FESTIVAL DO IV CENTENÁRIO

Aos 12 de fevereiro de 1954, anos antes do I Festival Internacional de Cinema do Rio e da Mostra Internacional de Cinema de SP, de Leon Cakoff, era inaugurado em sessão de gala no Cine Marrocos o I Festival Internacional de Cinema de São Paulo (que não se repetiria), com a exibição de Música e Lágrimas, a biografia do maestro Glenn Miller, na interpretação de James Stewart. Fez parte de uma série de eventos, entre os quais a inauguração do Parque Ibirapuera, em comemoração ao IV Centenário da cidade. O festival foi um acontecimento, hoje esquecido e, mesmo na época, teve algumas críticas dissonantes mas sua programação foi intensa. O Cine Marrocos era um verdadeiro palácio, com um saguão tendo no centro um chafariz. Foi construído numa espécie de estilo mourisco estilizado, com espelhos, desenhos no chão e tinha dois balcões chamados pulmans e um bar na sala de espera.
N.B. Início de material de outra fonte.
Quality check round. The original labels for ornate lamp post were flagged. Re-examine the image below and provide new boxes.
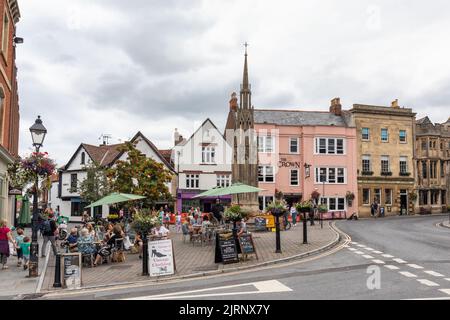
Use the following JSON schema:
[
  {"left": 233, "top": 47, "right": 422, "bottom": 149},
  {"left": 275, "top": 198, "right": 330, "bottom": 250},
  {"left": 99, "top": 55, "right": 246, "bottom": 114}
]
[{"left": 29, "top": 116, "right": 47, "bottom": 277}]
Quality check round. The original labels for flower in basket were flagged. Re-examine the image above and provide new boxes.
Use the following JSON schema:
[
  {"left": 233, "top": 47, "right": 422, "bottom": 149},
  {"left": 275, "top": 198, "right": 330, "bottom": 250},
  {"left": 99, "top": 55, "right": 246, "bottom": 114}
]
[
  {"left": 295, "top": 201, "right": 312, "bottom": 212},
  {"left": 223, "top": 204, "right": 248, "bottom": 222},
  {"left": 131, "top": 213, "right": 159, "bottom": 235},
  {"left": 266, "top": 200, "right": 287, "bottom": 216}
]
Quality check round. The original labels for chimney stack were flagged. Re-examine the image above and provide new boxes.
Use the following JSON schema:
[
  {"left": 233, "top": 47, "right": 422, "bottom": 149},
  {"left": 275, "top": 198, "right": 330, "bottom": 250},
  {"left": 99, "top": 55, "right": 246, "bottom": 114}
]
[
  {"left": 330, "top": 98, "right": 342, "bottom": 116},
  {"left": 230, "top": 92, "right": 238, "bottom": 111}
]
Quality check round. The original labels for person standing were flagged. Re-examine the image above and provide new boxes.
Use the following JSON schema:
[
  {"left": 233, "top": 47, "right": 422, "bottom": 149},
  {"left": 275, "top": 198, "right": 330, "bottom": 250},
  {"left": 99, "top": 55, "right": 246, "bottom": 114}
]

Os filmes inéditos se distribuíam nas sessões do Marrocos, ás quais compareciam os astros e estrelas convidados, e as chamadas Jornadas Nacionais, no Cine Arlequim, na Brigadeiro Luís Antonio (anos depois se não nos enganamos, transformado em teatro onde Ellis Regina levou seu espetáculo Falso Brilhante). Não tinha estrelas, mas ali o público assistiu em primeira mão, filmes como I Vitelloni, de Fellini, O Salário do Medo, de Cluzot, Os Brutos Também Amam, de George Stevens, Belles de Nuit (Esta Noite é Minha), de René Clair, A Rede, de Emilio Fernandez, entre outros. No Marrocos o público tomou conhecimento de um cineasta chamado Ingmar Bergman, em Noites de Circo e testemunhou o lançamento de Audrey Hepburn como estrela, em A Princesa e o Plebeu. Júlio Cesar, versão da peça de Shakespeare, direção de Joseph L.Mankiewicz teve sessão lotada no Marrocos, também nos balcões. Havia problemas de visibilidade (gente em pé), mas quem ficou na última fila junto à parede pôde levantar o assento da poltrona para conseguir ver. Só que como era Shakespeare, teatro filmado e muitas falas muita gente foi embora durante a projeção e o problema de visibilidade desapareceu. O festival exibiu ainda vários curtas, com destaque para o francês Crina Branca, bem poético, sobre um garoto e um cavalo.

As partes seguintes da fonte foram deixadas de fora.